Let us consider a continued fraction of the form $$\frac{1}{a_1 + \frac{1}{a_2 + \frac{1}{a_3 + \cdots}}}, $$ which we will denote by $[a_1, a_2, a_3, \cdots ]$, where $(a_1, a_2, \cdots)$ is a sequence of positive integers (and all continued fractions will consists of sequences of positive integers).
For a continued fraction, we may consider its "left shifts" $$G([a_1, a_2, a_3, \cdots ]) := [a_2, a_3, a_4, \cdots, ], $$ (that is, $G$ denotes the Gauss map).
I would like to construct a continued fraction $x := [a_1, a_2, a_3, \cdots ]$ for which $$\lim_{n \to \infty} G^{2n}(x) = \frac{1}{3}. $$ (I believe the question could be formulated for any number in $(0, 1)$, not only for $1/3$).
I am not exactly sure how to proceed with the above problem. I am not exactly sure what the relationship is between the above convergence and the even iterates of the Gauss map.

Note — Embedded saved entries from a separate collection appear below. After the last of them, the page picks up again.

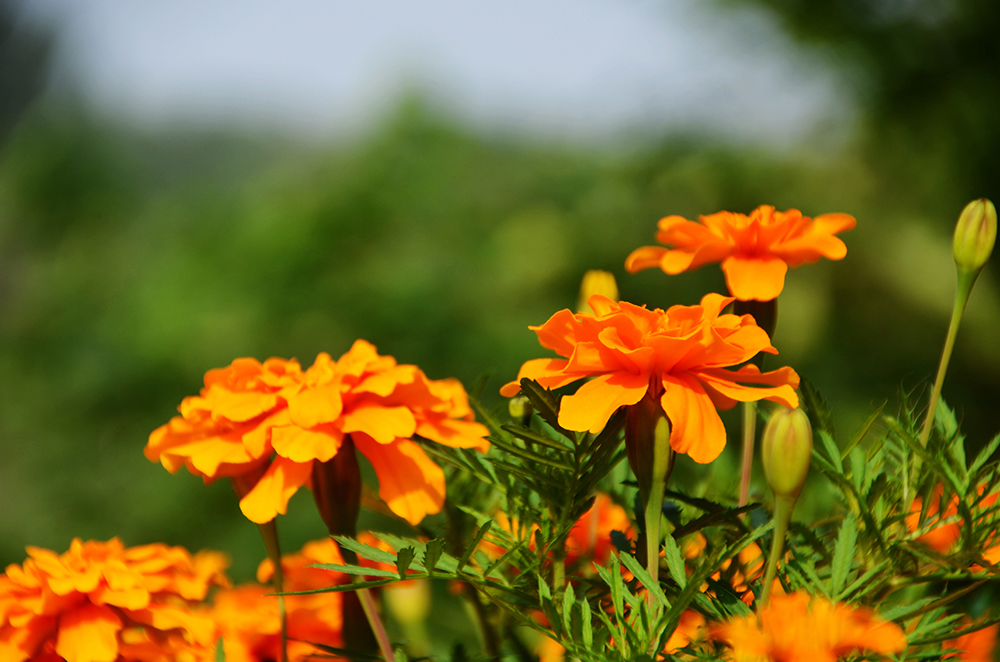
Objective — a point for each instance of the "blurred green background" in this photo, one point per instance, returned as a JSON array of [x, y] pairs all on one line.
[[134, 259]]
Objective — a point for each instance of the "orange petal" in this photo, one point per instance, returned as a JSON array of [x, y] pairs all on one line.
[[409, 482], [594, 402], [383, 424], [695, 426], [758, 278], [269, 497], [89, 634], [312, 406], [299, 445]]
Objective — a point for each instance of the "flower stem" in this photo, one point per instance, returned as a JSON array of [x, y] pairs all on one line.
[[662, 456], [965, 281], [269, 532], [749, 434], [782, 516]]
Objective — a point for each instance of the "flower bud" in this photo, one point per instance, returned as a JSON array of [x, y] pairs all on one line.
[[975, 234], [786, 448], [596, 281]]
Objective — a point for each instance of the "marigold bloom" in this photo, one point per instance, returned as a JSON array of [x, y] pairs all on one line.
[[248, 615], [755, 250], [799, 628], [678, 356], [101, 602], [268, 423]]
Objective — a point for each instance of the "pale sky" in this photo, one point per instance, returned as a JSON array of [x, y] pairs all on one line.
[[574, 68]]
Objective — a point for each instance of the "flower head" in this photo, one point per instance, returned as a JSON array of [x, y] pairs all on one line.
[[249, 620], [755, 250], [267, 423], [101, 602], [799, 628], [678, 355]]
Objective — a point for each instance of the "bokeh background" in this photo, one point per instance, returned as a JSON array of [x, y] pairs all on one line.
[[186, 183]]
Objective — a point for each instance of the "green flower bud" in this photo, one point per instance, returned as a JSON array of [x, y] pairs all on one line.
[[975, 234], [786, 448]]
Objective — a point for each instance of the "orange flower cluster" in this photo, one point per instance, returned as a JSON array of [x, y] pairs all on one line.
[[678, 355], [800, 628], [101, 602], [755, 250], [248, 617], [267, 424], [942, 537]]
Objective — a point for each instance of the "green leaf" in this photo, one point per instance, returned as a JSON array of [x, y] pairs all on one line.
[[652, 585], [675, 563], [843, 554], [569, 599], [483, 530], [403, 560]]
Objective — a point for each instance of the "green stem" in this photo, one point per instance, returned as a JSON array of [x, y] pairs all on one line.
[[662, 456], [965, 281], [749, 434], [269, 532], [782, 516]]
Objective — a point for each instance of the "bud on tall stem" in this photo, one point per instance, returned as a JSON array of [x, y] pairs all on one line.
[[786, 452]]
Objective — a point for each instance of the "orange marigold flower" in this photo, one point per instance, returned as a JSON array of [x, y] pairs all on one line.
[[800, 628], [755, 250], [267, 423], [101, 602], [677, 356], [248, 616], [590, 537]]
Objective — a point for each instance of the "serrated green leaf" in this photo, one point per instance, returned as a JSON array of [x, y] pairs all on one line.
[[432, 553], [569, 599], [843, 554], [675, 563], [404, 558]]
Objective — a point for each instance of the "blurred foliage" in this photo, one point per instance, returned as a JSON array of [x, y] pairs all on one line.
[[132, 262]]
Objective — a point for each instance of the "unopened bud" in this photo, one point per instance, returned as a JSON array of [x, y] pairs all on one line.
[[596, 281], [786, 449], [519, 407], [975, 234]]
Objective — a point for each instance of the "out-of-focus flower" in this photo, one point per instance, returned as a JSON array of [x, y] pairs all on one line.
[[800, 628], [101, 602], [976, 646], [590, 537], [267, 424], [676, 356], [942, 537], [755, 250], [248, 615]]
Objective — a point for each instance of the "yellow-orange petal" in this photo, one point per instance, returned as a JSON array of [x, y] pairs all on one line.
[[383, 424], [593, 404], [312, 406], [269, 497], [754, 278], [89, 634], [409, 482], [299, 445], [695, 426]]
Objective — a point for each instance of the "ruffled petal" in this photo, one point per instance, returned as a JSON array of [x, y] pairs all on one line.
[[409, 482], [89, 634], [757, 278], [594, 402], [269, 497], [383, 424], [695, 427]]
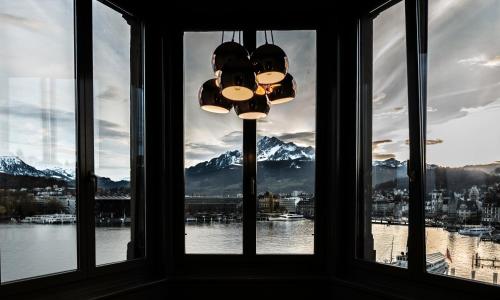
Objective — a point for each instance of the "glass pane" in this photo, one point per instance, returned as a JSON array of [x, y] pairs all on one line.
[[286, 154], [37, 139], [463, 159], [118, 137], [212, 159], [386, 185]]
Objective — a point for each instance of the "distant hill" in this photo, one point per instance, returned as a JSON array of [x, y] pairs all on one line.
[[392, 173], [15, 173]]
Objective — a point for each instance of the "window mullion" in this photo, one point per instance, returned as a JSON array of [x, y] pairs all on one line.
[[416, 66], [249, 168], [85, 147]]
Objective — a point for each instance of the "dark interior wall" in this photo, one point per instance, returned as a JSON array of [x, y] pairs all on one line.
[[332, 21]]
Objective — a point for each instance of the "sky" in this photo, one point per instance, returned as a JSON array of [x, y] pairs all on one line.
[[37, 86], [208, 135], [463, 88]]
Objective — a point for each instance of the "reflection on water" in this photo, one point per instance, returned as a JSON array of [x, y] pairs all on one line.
[[461, 248], [215, 238], [278, 237], [29, 250], [285, 237]]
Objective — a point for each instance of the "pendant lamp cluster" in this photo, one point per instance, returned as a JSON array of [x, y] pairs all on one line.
[[249, 83]]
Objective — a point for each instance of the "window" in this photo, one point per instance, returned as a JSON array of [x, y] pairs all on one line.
[[213, 204], [118, 137], [386, 151], [37, 139], [286, 155], [41, 214], [462, 203]]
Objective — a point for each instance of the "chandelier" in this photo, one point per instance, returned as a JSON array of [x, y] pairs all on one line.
[[249, 83]]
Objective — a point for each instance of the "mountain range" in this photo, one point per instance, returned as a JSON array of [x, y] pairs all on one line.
[[281, 167], [15, 173]]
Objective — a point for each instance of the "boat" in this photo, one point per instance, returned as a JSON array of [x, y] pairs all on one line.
[[476, 230], [491, 238], [287, 217], [435, 262]]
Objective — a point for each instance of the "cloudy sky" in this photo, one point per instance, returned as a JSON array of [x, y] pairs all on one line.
[[463, 109], [207, 135], [37, 88]]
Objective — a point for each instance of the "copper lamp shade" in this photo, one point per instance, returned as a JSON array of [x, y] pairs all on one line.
[[237, 80], [283, 91], [211, 100], [227, 52], [256, 108], [270, 64]]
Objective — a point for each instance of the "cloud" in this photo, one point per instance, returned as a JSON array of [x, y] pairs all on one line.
[[200, 151], [26, 23], [301, 138], [106, 129], [233, 137], [379, 97], [109, 92], [481, 60], [29, 111], [383, 156], [392, 112], [428, 142], [375, 144]]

I thought there is some relationship between the even iterates of the Gauss map and the convergents of a continued fraction $[a_1, a_2, \cdots]$, but I am not sure about it. According to All Even-Numbered Convergents of a Finite Continued Fraction Are Less Than the Value , if $(p_n)_{n \in \mathbb{N}}$ and $(q_n)_{n \in \mathbb{N}}$ are the convergents of $\{a_1, a_2, a_3, \cdots \}$, defined as $$p_0 := 0, p_1 := 1, p_n := a_n p_{n - 1} + p_{n - 2} \text{ for } n \geq 2 $$ and $$q_0 := 1, q_1 := a_1, q_n := a_n q_{n - 1} + q_{n - 2} \text{ for } n \geq 2,$$ we then have $$\frac{p_n}{q_n} = [a_1, a_2, \cdots, a_n] $$ for every $n \geq 1$ and the sequence $$ \left( \frac{p_{2n}}{q_{2n}} \right)_{n \in \mathbb{N}} $$ is increasing. Does this imply that the sequence $(G^{2n}(x))_{n \in \mathbb{N}}$ would be increasing or decreasing?